Fresh start – it’s what we often associate to a new year, which was probably why singer Miley Cyrus decided to settle an infringement case stemming from her hit We Won’t Stop, a song which was nominated for MTV Video Music Award for Best Song of the Summer. It looks like the former Disney child star is not living for any drama right now.
Just four days into 2020 and Miley has already done a lot … and by a lot, we mean patching things up with a man called Flourgon, or Michael May in real life. Way back March 2018, the Jamaican songwriter sued the Wrecking Ball hitmaker, claiming she stole about half of his 1998 track We Run Things for the fan-fave We Can’t Stop.

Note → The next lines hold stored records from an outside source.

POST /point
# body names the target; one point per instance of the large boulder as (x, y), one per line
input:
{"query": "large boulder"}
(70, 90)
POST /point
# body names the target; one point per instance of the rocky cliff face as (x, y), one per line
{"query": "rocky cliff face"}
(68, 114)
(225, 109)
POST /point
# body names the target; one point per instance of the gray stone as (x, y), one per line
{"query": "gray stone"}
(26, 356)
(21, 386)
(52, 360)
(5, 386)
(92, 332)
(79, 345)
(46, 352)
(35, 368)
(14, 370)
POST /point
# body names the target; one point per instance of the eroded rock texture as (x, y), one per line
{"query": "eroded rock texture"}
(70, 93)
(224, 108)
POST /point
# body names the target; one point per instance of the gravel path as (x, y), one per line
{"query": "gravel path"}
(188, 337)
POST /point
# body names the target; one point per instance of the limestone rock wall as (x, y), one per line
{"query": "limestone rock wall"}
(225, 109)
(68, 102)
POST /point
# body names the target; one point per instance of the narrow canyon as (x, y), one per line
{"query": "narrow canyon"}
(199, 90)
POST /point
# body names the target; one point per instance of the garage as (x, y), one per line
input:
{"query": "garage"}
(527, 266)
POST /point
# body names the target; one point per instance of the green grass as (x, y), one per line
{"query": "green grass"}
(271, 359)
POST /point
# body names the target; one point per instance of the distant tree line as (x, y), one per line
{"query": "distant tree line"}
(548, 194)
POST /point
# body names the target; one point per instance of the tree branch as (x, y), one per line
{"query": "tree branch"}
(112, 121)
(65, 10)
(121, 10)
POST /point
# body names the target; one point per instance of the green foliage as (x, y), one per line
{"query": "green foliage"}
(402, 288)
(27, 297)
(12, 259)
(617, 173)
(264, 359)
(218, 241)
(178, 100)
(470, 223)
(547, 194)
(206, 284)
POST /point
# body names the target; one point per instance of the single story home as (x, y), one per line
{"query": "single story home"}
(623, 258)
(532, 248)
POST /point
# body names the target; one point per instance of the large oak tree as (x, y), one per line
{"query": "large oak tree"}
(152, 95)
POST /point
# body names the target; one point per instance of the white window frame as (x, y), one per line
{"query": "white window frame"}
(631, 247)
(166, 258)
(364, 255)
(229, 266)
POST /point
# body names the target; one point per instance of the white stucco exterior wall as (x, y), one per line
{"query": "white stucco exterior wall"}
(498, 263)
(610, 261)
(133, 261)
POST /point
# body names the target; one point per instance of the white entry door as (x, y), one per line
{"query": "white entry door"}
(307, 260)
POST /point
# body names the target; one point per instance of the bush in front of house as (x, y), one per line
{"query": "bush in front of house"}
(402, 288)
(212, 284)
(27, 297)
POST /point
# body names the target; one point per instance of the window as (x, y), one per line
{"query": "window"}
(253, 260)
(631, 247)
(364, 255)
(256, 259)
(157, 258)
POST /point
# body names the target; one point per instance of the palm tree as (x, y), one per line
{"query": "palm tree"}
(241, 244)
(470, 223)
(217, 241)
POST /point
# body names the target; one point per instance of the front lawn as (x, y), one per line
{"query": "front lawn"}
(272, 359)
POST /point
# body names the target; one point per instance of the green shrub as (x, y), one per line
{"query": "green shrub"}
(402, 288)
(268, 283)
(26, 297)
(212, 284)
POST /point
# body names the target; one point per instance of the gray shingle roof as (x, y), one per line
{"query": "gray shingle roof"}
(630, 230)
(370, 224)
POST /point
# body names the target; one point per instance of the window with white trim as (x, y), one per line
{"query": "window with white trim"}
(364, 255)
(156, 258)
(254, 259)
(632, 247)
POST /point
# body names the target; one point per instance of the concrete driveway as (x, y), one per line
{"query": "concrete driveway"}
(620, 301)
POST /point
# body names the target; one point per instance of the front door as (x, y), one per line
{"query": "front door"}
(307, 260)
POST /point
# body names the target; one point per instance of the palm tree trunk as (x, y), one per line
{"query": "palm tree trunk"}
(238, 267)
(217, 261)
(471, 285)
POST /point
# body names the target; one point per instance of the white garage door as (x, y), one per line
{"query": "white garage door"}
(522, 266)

Specifically, the plaintiff asserted that Miley and label RCA Records misappropriated some parts of his song, which he claimed ranked No. 1 in his home country, and just changed some phrases. Apart from Miley, other writers of We Can’t Stop are Pierre Slaughter (P-Nasty), Timothy and Theron Thomas (Rock City), and Mike Williams (Mike Will Made It).
The $300-million lawsuit was finally settled by Miley for an undisclosed amount. Recently, she, Fluorgon, and Sony, which owns RCA Records, went to the Manhattan federal court for the filing of a stipulation – which basically means the plaintiff couldn’t file the same case anew.

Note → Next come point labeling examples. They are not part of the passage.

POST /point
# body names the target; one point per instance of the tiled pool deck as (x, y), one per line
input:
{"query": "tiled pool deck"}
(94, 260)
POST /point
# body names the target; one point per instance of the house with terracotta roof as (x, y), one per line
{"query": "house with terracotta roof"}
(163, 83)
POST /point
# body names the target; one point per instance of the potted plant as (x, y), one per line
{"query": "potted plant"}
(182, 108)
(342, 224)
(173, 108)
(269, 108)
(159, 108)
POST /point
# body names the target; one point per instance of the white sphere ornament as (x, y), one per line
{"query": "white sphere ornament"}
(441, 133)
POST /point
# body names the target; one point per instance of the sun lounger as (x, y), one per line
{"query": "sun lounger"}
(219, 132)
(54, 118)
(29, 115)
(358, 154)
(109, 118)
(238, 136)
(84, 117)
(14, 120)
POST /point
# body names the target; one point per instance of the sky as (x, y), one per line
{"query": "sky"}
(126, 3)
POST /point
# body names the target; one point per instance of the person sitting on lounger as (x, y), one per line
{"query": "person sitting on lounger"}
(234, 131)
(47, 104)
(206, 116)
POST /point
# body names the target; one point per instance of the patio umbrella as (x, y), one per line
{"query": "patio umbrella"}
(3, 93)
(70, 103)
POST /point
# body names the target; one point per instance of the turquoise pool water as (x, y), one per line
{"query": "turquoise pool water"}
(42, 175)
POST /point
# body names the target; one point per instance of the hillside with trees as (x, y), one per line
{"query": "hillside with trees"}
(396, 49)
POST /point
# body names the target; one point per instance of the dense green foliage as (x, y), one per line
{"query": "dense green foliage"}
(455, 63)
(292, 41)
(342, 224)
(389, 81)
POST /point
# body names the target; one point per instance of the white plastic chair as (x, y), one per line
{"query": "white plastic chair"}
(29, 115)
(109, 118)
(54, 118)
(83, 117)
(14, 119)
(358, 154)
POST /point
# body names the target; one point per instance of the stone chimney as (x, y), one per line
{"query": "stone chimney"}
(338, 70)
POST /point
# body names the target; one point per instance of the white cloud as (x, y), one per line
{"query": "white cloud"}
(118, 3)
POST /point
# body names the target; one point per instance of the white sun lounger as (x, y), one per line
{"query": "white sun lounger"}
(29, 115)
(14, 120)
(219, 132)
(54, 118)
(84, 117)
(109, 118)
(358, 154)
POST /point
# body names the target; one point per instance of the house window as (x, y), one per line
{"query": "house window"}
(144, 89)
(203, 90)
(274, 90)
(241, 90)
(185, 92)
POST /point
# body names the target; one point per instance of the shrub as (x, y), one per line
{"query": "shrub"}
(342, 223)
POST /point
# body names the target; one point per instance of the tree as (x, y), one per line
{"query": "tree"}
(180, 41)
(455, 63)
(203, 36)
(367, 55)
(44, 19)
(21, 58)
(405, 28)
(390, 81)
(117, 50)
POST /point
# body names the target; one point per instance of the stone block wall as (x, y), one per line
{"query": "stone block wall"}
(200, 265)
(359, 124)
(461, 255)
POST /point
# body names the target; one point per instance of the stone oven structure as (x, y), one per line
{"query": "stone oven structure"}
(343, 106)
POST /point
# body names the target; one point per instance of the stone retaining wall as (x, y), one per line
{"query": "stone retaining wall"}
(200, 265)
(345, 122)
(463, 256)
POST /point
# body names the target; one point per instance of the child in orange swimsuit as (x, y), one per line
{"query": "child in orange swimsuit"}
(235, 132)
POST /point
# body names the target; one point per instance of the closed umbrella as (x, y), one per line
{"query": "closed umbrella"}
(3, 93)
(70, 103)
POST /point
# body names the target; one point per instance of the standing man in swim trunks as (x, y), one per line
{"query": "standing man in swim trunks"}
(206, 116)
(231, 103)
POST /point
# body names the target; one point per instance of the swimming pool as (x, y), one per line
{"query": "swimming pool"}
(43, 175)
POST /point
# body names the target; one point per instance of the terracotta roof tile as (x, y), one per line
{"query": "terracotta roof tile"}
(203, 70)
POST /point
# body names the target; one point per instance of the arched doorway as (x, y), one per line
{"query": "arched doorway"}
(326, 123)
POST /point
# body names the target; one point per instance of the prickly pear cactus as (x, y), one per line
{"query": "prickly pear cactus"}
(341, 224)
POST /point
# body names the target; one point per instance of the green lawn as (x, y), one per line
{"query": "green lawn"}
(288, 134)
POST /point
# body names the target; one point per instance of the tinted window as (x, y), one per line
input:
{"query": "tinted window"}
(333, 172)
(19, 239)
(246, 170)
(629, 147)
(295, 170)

In December last year, Miley’s camp revealed that a settlement was reached between the two parties, although the stipulation would happen once the payment was done.
More about We Can’t Stop, it was one of the most-requested during its heyday and even reached the second spot in Billboard’s Hot 100. What beat it to the top spot was Blurred Lines, the controversial hit of Robin Thicke.

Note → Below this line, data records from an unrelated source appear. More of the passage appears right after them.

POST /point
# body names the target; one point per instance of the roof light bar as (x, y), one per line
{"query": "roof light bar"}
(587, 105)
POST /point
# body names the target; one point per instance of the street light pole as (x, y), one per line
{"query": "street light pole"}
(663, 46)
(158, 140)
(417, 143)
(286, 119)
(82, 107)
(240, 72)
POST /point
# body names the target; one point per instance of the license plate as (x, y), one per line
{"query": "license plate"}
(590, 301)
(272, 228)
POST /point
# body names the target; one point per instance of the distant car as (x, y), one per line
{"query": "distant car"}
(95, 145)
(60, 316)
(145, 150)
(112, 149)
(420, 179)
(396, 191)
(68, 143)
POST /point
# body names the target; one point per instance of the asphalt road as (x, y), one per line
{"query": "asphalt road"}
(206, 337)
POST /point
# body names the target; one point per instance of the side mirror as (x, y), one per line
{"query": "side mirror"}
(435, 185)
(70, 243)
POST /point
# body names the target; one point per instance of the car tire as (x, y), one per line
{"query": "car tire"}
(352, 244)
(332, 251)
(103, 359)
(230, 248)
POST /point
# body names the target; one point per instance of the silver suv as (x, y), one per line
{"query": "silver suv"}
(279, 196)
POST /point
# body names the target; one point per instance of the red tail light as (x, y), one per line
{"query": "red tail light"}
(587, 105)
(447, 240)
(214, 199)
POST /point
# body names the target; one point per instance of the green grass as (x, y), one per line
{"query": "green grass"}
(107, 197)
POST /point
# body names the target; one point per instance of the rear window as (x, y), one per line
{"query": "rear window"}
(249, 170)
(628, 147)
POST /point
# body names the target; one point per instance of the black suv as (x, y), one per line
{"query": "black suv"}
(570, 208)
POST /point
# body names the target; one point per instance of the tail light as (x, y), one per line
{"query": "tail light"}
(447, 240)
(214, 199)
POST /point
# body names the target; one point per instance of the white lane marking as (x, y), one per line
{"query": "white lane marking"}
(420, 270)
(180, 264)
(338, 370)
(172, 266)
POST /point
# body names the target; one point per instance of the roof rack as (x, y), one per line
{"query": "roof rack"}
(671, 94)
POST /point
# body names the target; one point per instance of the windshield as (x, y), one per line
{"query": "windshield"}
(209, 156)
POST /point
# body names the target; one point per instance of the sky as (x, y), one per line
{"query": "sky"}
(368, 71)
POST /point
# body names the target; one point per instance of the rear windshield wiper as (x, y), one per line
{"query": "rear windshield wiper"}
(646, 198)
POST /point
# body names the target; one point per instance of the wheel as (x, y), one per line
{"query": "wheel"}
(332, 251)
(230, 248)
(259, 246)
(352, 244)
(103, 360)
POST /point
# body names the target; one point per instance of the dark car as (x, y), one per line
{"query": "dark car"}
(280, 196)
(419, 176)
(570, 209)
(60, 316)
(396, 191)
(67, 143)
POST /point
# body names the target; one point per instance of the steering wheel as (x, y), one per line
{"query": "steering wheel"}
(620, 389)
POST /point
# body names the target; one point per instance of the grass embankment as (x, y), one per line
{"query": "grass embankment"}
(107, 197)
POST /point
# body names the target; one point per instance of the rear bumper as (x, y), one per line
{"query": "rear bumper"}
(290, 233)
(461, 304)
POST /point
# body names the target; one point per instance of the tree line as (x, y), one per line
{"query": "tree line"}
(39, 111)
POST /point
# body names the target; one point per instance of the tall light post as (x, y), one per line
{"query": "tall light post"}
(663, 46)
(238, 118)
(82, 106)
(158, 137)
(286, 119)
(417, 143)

Interestingly, Blurred Lines also faced a copyright infringement lawsuit filed by Marvin Gaye’s estate. In 2018, the Court of Appeals upheld the 2015 ruling that favored the plaintiff against Robin and Pharrell Williams.
The verdict stated that the two artists indeed infringed the copyright of Got To Give It Up, a 1977 hit, thereby ordering Robin and Pharrell to pay $5.3 million to Marvin’s estate.
Katy Perry was also slapped with a lawsuit stemming from her 2014 song Dark Horse, which a Christian rapper called Flame said copied key elements from his rap hit Joyful Noise. Judges last year awarded the plaintiff more than $2.7 million in damages, and as expected, the pop star’s team is appealing the ruling.